Running a 122B MoE model on a laptop APU

We spent a month pushing llama.cpp to its limits on AMD's Strix Halo platform. This site documents every build, every regression, and the upstream contributions that came from it.

406Peak prefill t/s

40.1Peak decode t/s

+64%Best chat speedup

131KMax context

The optimization stack

What we learned

Vulkan wins on memory mapping. vkAllocateMemory with HOST_VISIBLE_BIT correctly maps the full 120 GiB GTT. ROCm's hipMalloc is stuck in BIOS VRAM unless you explicitly enable unified memory.
ROCm wins on batched compute. PR #21344 unlocked +35% prefill speed on gfx1151.
Spec decode stacks orthogonally.
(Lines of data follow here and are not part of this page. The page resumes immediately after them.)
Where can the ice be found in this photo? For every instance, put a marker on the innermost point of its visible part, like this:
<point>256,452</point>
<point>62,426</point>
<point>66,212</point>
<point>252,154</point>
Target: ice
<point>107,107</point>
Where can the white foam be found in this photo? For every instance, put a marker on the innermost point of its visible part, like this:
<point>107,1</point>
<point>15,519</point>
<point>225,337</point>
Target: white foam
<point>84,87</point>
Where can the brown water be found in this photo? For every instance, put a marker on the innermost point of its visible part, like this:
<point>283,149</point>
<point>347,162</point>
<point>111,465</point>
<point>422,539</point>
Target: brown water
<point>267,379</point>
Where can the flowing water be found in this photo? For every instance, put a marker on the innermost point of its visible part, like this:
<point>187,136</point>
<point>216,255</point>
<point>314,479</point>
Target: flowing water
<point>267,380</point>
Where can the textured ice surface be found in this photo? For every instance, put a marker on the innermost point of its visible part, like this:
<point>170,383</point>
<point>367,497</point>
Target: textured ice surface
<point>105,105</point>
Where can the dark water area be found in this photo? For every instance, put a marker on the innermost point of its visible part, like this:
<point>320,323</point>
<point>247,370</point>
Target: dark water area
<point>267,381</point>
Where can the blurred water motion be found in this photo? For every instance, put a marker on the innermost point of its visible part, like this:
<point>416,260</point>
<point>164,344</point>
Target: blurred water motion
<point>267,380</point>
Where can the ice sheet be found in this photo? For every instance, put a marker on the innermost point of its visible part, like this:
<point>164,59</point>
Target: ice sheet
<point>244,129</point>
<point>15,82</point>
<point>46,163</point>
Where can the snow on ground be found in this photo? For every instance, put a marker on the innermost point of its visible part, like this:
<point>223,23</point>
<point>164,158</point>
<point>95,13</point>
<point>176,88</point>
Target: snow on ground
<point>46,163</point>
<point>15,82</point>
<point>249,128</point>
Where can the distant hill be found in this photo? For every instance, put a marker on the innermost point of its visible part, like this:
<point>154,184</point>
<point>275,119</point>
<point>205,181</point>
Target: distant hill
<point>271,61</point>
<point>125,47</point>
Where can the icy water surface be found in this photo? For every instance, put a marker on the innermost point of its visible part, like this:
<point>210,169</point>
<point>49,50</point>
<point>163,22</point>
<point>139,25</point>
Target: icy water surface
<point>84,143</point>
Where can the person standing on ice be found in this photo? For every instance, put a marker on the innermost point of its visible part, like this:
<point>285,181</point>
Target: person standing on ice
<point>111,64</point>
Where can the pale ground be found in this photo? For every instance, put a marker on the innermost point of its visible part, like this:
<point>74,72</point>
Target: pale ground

ROCm's single-token decode is slower, but its batched verify is so fast that speculative decoding flips the result. ROCm + spec became our fastest overall config.
Decode doesn't degrade with context. At 512 tokens or 131,072 tokens, decode speed is basically identical. Only prefill gets expensive.
MUL_MAT_ID is the hidden villain. For large MoE models, the routed expert path eats 42-66% of prefill time on Vulkan. We filed issue #21948 with full profiling data.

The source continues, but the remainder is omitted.